Files
2026-05-27 21:00:28 +02:00

61 lines
1.9 KiB
Markdown

# Evaluation pipeline
Aggregates raw per-run measurements into figures (PDF + tikz) and a pgfkeys
`values.tex` for the paper.
## Run
With Docker (reproducible toolchain):
docker compose up --build
Outputs land in `out/`:
- `out/values.tex` -- all `\val{...}` keys for the paper
- `out/<experiment>/*.pdf` -- per-experiment figures
- `out/<experiment>/*.tex` -- tikz versions (via `make tikz`)
Without Docker, requires R (with renv), Python 3.12+, uv, LaTeX (for
tikzDevice's metric probe). Then:
make all
## Targets
- `make all` (= `figures values`)
- `make figures` -- PDFs for all experiments
- `make tikz` -- tikz `.tex` for all experiments
- `make values` -- regenerate `out/values.tex` only
- `make derive` -- aggregate raw data into `derived/<experiment>/*.csv`
- `make sanity` -- shape + NaN + solution-coverage checks on derived CSVs
## Configuration
`RAW_DATA_ROOT` controls where the aggregator reads raw aggregates from.
Precedence (highest first):
1. command line: `make RAW_DATA_ROOT=/mnt/data ...`
2. environment: `RAW_DATA_ROOT=/mnt/data make ...`
3. `local.mk` (copy from `local.mk.example`)

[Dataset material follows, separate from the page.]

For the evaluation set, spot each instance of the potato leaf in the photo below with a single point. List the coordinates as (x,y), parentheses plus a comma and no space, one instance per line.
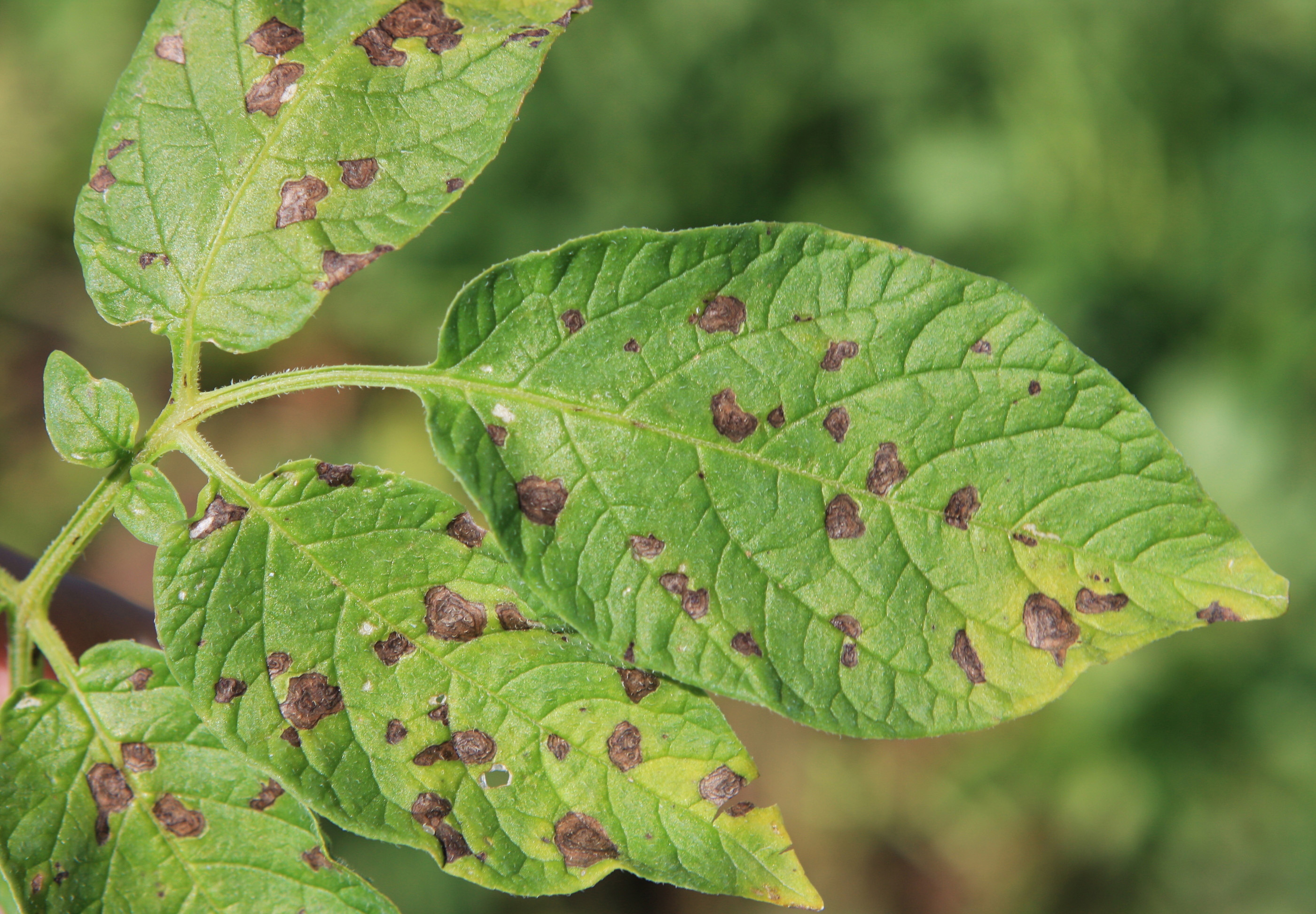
(869,490)
(344,630)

4. Makefile default: `../raw_data`
For Docker, the same variable picks the host path that gets bind-mounted as
`/raw_data` inside the container:
RAW_DATA_ROOT=/mnt/data docker compose up
## Layout
analysis/ Python: aggregation, sanity, gen_values, plugins
values/ one plugin per metric family (cpu, rtt, idt, ...)
figures/ R: ggplot scripts, common.R, renv.lock
out/ generated (gitignored)
derived/ intermediate CSVs (gitignored)
## Plugins
`analysis/values/*.py` each expose `compute(derived) -> (keys, sources)`.
Keys are pgfkeys paths (e.g. `datacenter-fq/sender-cpu/cake/mean-pct`);
`gen_values.py` merges them, wraps numbers in `\qty{}{}` / `\num{}` by
suffix, and writes one `values.tex`. Add a new metric by dropping a new
plugin into `analysis/values/`.